Challenge Project Workshop

Q) What is the funding structure for projects?
A) You can apply for up to £20k (inclusive of VAT), and you propose how that is spent and the timeline for the projects (indicative timings are included in the Challenge Project guidance). For successful Responders we will agree a reporting and payment schedule in the contract process. Usually this is structured as three payments which the successful Responder will invoice us for: one at the outset; one at the mid-point on receipt of an interim report; one at the end of the project along with a final report. Depending on how the budget is structured these may be equal payments or may be weighted differently – e.g. if equipment for the project needs to be purchased at the outset the distribution might include a larger percentage of the total cost in the first payment.

Q) Is the challenge open to European or only Scottish companies? What if I’m based outside Edinburgh and South East Scotland?
A) Under our Challenge project guidelines you will see information on who is eligible to apply (look for the heading/link on the right of the page to “Applying as a Challenge Responder”):

We state that to be eligible you must:

“Be based in and/or be undertaking work that has impact for the creative industries within Edinburgh or the Edinburgh and South East Scotland Region”.

If you are based outside our target area (Edinburgh, Midlothian, East Lothian, West Lothian, Borders, Fife) you would not be eligible to apply on your own without a local partner. However, if you have a local collaborator you could develop your response with then you could be eligible as this would constitute impact for the creative industries as per our criteria.

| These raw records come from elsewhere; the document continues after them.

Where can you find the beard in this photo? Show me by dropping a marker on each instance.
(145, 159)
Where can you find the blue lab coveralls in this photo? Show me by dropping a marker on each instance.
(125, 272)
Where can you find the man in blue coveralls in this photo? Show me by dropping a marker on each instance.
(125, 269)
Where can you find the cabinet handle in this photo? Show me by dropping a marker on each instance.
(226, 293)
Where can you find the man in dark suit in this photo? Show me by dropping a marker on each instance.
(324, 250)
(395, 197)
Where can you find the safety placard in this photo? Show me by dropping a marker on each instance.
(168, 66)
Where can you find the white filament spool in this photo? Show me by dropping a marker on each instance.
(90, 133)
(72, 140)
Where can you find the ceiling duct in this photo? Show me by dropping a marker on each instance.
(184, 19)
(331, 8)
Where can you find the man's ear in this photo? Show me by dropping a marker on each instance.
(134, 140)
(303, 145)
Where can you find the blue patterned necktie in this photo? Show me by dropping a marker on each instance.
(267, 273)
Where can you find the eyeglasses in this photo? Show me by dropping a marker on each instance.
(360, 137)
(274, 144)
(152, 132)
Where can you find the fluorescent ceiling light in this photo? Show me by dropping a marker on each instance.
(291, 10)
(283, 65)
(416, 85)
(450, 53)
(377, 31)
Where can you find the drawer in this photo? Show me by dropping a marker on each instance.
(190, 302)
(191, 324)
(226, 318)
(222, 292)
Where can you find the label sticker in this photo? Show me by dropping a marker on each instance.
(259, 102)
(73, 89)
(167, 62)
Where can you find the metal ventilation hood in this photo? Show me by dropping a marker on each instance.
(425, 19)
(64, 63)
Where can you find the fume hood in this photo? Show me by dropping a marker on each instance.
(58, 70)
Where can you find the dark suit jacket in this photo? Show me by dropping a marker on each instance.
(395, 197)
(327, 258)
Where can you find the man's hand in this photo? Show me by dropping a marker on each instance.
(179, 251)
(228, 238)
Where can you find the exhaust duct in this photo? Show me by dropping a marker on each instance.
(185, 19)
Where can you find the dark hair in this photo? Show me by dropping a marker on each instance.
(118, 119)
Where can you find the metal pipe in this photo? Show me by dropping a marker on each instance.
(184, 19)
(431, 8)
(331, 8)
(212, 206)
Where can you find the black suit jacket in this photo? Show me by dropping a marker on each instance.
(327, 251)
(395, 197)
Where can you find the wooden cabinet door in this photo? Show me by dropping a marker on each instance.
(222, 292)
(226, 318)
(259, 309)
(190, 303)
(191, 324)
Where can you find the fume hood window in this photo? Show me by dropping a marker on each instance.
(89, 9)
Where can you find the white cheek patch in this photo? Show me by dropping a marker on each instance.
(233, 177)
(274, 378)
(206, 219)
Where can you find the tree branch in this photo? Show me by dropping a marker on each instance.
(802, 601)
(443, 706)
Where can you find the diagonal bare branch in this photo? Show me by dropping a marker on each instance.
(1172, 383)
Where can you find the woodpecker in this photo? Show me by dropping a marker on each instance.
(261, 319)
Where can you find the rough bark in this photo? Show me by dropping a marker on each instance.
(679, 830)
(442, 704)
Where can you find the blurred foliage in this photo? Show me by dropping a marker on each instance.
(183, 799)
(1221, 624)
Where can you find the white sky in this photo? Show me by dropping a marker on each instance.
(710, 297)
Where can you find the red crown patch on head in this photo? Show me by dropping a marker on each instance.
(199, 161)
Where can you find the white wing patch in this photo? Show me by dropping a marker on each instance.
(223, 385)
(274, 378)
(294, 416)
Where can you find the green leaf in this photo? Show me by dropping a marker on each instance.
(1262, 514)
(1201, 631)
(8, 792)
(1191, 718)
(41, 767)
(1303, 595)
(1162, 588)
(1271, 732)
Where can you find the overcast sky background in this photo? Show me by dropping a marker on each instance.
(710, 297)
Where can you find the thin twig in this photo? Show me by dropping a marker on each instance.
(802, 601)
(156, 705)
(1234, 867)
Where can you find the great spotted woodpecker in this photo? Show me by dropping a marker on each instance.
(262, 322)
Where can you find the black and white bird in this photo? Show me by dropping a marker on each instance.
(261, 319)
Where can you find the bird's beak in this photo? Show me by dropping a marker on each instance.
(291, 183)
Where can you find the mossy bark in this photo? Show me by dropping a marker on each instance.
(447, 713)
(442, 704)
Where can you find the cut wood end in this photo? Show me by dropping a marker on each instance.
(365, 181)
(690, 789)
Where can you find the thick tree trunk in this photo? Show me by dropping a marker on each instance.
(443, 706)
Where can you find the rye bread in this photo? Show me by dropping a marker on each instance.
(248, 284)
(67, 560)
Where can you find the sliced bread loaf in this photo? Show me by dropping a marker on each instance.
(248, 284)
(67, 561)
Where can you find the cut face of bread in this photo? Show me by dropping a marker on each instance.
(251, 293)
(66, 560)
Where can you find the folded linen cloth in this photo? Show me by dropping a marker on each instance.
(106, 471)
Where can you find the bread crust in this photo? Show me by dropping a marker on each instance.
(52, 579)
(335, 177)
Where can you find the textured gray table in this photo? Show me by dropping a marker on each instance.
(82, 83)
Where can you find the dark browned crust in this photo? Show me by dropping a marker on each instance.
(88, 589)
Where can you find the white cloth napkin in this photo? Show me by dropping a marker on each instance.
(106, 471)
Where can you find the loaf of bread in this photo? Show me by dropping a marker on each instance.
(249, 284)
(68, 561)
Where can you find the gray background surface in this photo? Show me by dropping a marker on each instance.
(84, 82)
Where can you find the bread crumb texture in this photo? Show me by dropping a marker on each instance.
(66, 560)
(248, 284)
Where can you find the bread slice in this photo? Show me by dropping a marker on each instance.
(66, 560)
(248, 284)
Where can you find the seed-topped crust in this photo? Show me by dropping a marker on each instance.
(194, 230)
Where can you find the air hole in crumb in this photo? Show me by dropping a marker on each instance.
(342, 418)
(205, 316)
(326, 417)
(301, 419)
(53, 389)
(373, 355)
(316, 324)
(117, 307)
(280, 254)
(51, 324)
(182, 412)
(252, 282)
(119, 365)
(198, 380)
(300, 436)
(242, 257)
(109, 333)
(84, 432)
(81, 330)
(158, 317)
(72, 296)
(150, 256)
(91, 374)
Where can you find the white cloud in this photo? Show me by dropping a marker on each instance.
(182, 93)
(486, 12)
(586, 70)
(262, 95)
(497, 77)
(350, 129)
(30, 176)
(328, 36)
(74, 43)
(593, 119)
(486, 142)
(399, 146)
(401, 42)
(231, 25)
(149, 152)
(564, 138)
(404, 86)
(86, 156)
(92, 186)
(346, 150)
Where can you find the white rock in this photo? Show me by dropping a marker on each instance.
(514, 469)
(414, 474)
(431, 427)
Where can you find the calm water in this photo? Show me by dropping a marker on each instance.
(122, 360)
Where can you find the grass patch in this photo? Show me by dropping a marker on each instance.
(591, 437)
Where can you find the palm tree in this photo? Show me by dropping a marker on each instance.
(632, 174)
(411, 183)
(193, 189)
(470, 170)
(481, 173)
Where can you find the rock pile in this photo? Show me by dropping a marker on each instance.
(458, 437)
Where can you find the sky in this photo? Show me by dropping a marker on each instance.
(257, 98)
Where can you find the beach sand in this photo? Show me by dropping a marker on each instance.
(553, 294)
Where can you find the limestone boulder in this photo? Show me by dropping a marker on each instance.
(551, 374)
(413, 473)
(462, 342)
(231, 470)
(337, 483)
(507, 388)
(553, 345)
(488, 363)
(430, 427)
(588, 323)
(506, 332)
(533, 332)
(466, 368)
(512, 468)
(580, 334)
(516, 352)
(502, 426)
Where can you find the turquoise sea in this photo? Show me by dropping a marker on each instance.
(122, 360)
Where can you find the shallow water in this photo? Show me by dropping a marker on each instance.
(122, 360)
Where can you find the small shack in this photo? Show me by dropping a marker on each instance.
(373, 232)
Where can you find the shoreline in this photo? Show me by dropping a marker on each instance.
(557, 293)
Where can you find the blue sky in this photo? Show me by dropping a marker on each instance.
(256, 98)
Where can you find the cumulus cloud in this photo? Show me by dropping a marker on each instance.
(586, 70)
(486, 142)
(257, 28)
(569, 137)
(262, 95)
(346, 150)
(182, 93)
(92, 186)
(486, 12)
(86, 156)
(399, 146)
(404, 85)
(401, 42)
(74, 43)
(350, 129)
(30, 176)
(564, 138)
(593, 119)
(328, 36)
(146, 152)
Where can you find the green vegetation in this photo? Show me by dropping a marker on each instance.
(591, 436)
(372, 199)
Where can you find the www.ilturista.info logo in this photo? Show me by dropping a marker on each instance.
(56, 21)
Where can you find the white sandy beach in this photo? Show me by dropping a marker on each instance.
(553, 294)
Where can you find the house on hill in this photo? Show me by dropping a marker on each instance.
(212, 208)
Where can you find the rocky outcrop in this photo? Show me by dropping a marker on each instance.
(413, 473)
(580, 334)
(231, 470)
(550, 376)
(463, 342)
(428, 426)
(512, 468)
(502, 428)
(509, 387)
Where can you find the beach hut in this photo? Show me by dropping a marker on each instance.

Please be aware that we look for meaningful collaborations which tends to mean collaborative ownership of IP (e.g. as a joint venture). So, for example, we have previously had a successful Respondent based outwith our target area who partnered with a local company in the region, with the local company retaining the IP to take forward in the future. This means that at least some of the opportunities for further business development and investment potential continues to make a positive impact on the Edinburgh economy and can be exploited further after the project ends by the local partner as well as any partner located elsewhere.